Immune Responses against Self-TCR Peptides

Abstract Vaccination of rats against the TCR peptide Vβ8.2 (39-59) was reported to inhibit the immunopathogenic process of EAE. Analysis of the immune response to this peptide and several related TCR peptides yielded the following findings: (i) Lewis rats immunized in vivo and challenged in vitro responded with vigorous lymphocyte proliferative responses to peptide Vβ8.2 (39-59) and to three other rat TCR peptides, Vβ8.3 (15-32), Vβ8.3 (39-59), and Vβ14 (39-59).
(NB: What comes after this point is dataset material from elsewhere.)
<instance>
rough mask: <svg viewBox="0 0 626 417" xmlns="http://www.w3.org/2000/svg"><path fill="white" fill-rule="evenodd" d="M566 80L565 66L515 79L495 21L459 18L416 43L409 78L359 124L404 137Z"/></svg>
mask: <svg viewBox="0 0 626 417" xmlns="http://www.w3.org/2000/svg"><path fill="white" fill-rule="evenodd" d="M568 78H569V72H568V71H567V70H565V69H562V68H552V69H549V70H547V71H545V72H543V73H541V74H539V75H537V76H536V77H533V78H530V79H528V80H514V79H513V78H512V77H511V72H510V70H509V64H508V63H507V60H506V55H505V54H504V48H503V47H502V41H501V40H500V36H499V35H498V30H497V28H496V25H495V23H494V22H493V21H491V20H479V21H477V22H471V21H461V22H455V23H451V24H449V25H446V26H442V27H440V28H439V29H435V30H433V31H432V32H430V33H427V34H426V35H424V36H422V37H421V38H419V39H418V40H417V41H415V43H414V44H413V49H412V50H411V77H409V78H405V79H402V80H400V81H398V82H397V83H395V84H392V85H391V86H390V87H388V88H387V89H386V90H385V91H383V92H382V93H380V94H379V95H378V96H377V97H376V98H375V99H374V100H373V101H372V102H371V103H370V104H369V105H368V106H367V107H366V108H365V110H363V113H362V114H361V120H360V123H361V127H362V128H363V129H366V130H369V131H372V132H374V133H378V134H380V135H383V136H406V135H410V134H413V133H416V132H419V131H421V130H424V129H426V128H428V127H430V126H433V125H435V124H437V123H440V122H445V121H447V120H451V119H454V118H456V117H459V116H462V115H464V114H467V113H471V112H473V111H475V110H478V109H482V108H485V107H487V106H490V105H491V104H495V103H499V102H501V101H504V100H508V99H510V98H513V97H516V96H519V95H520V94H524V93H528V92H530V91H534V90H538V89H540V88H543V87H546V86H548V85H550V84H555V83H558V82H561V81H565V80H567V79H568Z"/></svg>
On the other hand, two other rat peptides, Vβ8.2 (18-38) and Vβ8.3 (62-76), were poorly immunogenic. (ii) Rat peptide Vβ8.2 (39-59) was found more immunogenic than its mouse homolog, in both Lewis rats and B10.A mice. A moderate level of cross-reactivity was observed between these two peptide homologs. (iii) Rats of different genetic makeups varied in their response to peptide Vβ8.2 (39-59). A similar pattern of response of the different rats was found with another TCR peptide, Vβ14 (39-59). Hybrids between high and low responder rat strains resembled the high responders in their response to the TCR peptides. (iv) Sensitized lymph node cells as web as lymphocytes of a cell line specific for peptide Vβ8.2 (39-59) failed to respond to T cells that express the Vβ8.2 gene product. This observation is interpreted to indicate that peptide Vβ8.2 (39-59) is a cryptic determinant of the Vβ8.2 protein. Moreover, the data suggest that lymphocytes proliferating against peptide Vβ8.2 (39-59) may not be responsible for the reported inhibition of EAE in rats vaccinated with this peptide.